Women who carry GBS but do not develop any of these complications have a relatively low risk of delivering an infant with GBS disease. The decision to take antibiotics during labor should balance risks and benefits. Penicillin is very effective at preventing GBS disease in the newborn and is generally safe. A GBS carrier with none of the conditions above has the following risks:

  • 1 in 200 chance of delivering a baby with GBS disease if antibiotics are not given
  • 1 in 4,000 chance of delivering a baby with GBS disease if antibiotics are given
  • 1 in 10 chance, or lower, of experiencing a mild allergic reaction to penicillin (such as rash)
  • 1 in 10,000 chance of developing a severe allergic reaction (anaphylaxis) to penicillin. Anaphylaxis requires emergency treatment and can be life-threatening.

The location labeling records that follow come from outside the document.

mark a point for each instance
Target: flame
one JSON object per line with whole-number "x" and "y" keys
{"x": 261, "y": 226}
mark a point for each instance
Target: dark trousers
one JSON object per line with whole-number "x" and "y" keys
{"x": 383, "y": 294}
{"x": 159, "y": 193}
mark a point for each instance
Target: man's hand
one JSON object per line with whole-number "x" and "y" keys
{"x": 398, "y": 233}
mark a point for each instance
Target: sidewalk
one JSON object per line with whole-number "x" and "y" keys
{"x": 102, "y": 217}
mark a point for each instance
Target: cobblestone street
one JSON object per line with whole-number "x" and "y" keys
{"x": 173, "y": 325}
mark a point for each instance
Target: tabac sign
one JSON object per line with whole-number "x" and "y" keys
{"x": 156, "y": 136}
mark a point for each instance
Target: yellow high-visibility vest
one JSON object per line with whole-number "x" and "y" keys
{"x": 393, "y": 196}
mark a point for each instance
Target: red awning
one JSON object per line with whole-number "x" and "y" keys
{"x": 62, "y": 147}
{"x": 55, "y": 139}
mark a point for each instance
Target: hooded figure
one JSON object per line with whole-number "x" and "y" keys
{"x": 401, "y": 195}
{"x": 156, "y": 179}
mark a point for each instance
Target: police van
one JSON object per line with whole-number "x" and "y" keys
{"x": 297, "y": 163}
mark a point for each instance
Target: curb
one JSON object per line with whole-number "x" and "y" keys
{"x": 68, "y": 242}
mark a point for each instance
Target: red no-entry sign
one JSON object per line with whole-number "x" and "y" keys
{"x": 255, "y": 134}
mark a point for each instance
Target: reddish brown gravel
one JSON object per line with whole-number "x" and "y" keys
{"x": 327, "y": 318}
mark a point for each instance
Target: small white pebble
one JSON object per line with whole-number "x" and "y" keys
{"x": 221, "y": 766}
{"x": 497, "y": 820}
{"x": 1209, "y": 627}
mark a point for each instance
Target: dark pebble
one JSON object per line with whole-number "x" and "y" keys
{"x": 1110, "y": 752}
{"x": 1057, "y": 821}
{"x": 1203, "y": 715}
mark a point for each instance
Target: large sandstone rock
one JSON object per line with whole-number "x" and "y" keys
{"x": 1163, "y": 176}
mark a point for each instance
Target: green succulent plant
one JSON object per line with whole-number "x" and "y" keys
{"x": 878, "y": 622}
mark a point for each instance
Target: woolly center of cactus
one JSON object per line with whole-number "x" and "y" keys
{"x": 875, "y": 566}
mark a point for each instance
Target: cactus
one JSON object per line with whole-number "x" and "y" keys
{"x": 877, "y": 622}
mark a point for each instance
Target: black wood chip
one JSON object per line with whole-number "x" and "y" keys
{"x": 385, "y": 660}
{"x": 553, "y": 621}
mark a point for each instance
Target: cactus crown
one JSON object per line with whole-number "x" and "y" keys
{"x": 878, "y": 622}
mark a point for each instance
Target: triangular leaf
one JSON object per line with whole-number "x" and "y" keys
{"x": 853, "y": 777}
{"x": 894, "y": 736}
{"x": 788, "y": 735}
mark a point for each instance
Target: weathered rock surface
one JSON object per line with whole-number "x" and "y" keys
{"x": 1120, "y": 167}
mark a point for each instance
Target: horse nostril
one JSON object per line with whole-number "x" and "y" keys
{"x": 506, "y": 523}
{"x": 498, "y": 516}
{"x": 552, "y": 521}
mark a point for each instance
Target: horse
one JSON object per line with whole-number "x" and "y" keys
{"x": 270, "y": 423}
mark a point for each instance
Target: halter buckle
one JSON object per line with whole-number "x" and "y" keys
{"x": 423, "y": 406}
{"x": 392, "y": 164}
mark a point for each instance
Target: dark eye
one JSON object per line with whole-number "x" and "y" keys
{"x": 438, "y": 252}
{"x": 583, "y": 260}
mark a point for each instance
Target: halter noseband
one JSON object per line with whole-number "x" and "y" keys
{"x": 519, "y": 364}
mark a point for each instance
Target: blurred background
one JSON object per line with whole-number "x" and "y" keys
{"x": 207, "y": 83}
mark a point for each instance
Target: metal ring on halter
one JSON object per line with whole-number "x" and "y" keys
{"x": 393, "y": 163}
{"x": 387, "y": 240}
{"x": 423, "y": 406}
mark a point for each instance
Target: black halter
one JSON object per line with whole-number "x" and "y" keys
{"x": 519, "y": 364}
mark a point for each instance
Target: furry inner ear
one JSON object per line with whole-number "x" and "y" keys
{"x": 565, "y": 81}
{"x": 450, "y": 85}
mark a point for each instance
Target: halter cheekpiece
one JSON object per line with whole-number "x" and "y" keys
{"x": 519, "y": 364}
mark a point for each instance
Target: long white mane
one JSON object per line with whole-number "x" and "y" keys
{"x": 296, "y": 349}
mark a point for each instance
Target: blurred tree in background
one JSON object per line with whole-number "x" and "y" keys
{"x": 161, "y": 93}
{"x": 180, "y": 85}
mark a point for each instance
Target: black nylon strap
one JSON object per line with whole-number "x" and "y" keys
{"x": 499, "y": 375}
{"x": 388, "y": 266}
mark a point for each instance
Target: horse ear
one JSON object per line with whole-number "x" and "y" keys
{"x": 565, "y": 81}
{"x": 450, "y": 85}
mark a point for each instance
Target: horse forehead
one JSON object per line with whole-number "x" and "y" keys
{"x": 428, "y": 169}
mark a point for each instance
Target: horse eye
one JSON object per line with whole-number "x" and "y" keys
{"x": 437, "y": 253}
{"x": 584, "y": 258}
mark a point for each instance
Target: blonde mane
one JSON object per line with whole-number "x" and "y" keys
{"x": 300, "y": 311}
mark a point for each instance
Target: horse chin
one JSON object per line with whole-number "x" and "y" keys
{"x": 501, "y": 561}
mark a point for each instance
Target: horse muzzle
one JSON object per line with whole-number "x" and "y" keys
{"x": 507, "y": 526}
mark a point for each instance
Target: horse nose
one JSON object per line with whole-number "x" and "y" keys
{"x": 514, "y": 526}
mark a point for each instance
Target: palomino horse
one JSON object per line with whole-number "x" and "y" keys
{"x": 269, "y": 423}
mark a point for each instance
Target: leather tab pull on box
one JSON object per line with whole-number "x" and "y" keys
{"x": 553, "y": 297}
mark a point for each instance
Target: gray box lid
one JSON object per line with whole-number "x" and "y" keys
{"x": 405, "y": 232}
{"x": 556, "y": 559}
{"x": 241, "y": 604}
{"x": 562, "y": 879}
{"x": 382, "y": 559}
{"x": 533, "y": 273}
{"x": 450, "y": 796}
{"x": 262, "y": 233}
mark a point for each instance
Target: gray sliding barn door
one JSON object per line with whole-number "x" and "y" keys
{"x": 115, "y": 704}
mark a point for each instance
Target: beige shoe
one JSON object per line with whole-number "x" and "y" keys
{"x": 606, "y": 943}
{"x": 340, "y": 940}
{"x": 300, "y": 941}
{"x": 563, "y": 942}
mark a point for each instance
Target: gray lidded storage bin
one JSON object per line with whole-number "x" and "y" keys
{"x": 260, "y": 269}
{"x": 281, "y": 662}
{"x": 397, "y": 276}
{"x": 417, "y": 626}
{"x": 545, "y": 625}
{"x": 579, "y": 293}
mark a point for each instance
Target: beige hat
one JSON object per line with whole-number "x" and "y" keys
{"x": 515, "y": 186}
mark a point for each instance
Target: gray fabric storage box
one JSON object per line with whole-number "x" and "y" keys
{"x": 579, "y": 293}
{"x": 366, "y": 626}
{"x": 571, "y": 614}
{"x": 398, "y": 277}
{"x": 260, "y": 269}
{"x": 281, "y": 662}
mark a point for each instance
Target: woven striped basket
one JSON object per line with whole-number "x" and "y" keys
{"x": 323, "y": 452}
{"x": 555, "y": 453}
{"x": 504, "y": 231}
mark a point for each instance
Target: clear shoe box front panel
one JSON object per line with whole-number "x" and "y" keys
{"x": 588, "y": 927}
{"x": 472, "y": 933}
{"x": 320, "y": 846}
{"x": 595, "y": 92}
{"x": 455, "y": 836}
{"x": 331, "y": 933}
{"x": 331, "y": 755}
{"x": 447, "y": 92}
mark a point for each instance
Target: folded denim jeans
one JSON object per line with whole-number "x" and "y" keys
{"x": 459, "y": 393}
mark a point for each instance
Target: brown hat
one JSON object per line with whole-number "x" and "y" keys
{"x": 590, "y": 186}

If a prenatal culture for GBS was not done or the results are not available, physicians may give antibiotics to women with one or more of the risk conditions listed above.


What Research Is Being Done On Prevention Of GBS Disease?

In spite of testing and antibiotic treatment, some babies still get GBS disease. Vaccines to prevent GBS disease are being developed. In the future, women who are vaccinated may make antibodies that cross the placenta and protect the baby during birth and early infancy.